Wilder era consciente de las limitaciones de Ewell y viajó a Nueva York para hacerle una prueba a un actor sin experiencia en cine, Walter  Matthau, del que le habían dado buenas referencias. La hizo, con la actriz Gena Rowland en el papel de Marilyn, y regresó a Hollywood satisfecho con los resultados, así que se lo propuso al productor, Charles Feldman y al Jefe del estudio, Darryl F. Zanuck, que rechazaron su propuesta. Wilder sabía de la experiencia y capacidad de Zanuck en todos los aspectos de una producción y no insistió. La carrera posterior de Matthau en el cine puede hacer pensar que fue un error descartarlo. No obstante, cabe recordar que en sus primeras películas interpretó a tipos particularmente odiosos. Fue más tarde cuando se especializó en personajes extrovertidos, divertidos o cínicos y el protagonista de la tentación tampoco está entre esos estereotipos: él es un sufrido falso culpable.

Como es de imaginar, a nadie se le ocurrió proponer a Vanessa Brown como protagonista femenina, empezando por Wilder, porque la opción Marilyn, próxima a llegar al punto culminante de su carrera, era indiscutible. Pero, ¿qué hubiera pasado si hubiese sido ella la elegida, con la secuencia de la falda incluida?  Al fin y al cabo, Vanessa Brown, fue una buena actriz, atractiva, sexy y muy inteligente, como fue demostrando con creces a lo largo de su vida en diferentes actividades. Aunque nacida en Austria en 1928, de padres judíos, tuvo que huir de los nazis en 1936, y sus comienzos en Estados Unidos no fueron nada fáciles. Como actriz se la recuerda principalmente por La heredera (1949), de William Wyler, como criada y paño de lágrimas de Olivia de Havilland y como Jane, junto a Lex Barker, en Tarzán y la esclava, película que, como numerosas producciones de Hollywood de aquellos años, no llegó a estrenarse en la marginada España de la época. En este caso la censura no tuvo nada que ver.

Un par de puntualizaciones: 

a) el hecho de que con cuatro años fuera espectador de una obra de varietés a mediados de los 40 resulta complicado de entender si no se ha vivido en esa época y, además, en un entorno algo peculiar, pero tiene su razón de ser.

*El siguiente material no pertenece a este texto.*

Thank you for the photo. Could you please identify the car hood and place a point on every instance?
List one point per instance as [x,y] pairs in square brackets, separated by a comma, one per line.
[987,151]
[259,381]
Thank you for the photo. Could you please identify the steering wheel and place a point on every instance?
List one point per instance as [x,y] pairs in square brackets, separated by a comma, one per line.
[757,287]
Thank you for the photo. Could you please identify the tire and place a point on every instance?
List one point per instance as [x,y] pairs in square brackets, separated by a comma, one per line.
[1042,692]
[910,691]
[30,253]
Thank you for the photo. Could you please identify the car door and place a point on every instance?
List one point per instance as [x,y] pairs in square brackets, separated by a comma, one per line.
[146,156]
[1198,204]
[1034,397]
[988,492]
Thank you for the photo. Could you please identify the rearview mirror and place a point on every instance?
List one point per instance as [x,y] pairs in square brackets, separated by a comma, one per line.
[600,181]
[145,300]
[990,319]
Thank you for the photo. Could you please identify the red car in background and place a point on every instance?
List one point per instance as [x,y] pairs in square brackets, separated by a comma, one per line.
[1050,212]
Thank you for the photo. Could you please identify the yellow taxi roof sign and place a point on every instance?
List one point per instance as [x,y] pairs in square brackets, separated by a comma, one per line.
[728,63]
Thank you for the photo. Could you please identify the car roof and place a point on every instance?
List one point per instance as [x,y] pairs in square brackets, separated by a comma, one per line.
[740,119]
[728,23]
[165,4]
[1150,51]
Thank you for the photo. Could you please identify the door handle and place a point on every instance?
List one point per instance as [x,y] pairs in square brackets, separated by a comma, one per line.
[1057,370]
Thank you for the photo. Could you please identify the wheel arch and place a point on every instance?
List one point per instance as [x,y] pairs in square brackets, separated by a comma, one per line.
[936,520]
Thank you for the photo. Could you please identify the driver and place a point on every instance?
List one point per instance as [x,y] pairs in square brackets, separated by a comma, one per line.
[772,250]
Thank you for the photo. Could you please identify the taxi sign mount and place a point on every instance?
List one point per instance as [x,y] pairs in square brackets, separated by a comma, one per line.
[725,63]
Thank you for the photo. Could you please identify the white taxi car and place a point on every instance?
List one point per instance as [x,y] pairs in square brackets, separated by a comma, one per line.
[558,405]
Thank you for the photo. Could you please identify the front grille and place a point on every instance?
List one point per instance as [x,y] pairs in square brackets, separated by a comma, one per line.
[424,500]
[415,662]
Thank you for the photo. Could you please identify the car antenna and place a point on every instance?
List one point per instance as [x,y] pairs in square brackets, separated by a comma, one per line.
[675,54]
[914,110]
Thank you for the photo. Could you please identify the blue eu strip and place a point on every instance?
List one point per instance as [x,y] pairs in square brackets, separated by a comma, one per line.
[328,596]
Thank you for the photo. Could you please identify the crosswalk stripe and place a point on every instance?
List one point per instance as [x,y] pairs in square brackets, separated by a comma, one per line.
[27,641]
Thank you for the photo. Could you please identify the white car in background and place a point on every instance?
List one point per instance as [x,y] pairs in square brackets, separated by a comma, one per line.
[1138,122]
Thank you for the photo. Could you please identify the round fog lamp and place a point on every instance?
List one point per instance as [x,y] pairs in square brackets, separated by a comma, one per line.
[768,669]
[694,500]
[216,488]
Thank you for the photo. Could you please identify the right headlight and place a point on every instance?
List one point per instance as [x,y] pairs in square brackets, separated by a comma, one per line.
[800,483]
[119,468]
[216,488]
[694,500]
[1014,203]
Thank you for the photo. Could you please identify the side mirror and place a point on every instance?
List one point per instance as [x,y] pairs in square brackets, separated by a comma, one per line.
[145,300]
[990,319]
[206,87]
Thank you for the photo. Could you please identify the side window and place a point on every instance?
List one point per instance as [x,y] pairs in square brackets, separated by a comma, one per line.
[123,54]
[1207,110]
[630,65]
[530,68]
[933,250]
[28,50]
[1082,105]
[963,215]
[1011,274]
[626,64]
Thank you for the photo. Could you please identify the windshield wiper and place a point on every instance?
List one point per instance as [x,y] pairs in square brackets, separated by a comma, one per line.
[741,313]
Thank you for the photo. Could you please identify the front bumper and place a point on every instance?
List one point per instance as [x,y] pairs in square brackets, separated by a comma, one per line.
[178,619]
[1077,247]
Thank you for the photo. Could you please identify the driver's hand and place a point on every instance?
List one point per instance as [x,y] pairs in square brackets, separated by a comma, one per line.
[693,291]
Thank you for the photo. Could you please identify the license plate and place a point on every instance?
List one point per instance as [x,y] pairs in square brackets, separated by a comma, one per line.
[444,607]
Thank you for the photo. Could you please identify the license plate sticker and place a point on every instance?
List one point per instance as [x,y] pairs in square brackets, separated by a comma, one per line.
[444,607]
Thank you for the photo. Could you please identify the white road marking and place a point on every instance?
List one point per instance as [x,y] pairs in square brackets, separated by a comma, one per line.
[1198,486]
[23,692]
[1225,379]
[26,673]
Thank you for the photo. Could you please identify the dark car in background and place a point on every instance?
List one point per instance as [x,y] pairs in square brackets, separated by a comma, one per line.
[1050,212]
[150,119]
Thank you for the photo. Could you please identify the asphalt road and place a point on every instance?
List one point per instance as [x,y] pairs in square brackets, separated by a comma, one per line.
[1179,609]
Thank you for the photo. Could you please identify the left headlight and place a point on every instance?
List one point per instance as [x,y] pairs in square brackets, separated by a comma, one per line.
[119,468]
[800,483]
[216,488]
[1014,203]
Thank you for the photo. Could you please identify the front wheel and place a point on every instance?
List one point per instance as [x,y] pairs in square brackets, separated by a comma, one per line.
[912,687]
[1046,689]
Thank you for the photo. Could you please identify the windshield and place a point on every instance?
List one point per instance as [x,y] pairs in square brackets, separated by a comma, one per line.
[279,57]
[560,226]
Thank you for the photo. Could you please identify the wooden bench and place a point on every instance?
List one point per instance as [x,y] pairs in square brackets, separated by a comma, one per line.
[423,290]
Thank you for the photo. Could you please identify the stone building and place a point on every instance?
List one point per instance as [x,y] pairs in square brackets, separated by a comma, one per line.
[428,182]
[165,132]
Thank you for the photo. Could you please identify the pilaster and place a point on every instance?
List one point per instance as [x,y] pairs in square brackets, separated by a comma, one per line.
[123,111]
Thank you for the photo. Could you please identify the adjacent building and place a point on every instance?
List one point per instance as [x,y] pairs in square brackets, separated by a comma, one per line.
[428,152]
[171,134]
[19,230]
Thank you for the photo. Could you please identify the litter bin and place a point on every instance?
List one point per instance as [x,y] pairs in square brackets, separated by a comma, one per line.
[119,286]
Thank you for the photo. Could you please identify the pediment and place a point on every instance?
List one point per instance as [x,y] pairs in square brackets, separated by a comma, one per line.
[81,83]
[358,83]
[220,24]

b) hay un ejemplo perfecto de la atmósfera creada en una sala de cine por una personalidad extraordinaria: Audrey Hepburn en Vacaciones en Roma, Sabrina o Desayuno con diamantes. No es que estuviera previsto que todo girara a su alrededor y eclipsara a sus coprotagonistas: su manera de ser lo consiguió de forma espontánea. No es de extrañar que más de 60 años después el Mito Audrey se mantenga, sin que la polución mediática provocada por otras personalidades lo haya diluido y la fascinación emane, además de cines y teatros, de un vídeo, un ordenador o un smartphone

Eso es un mito y buena parte de los demás, cuentos.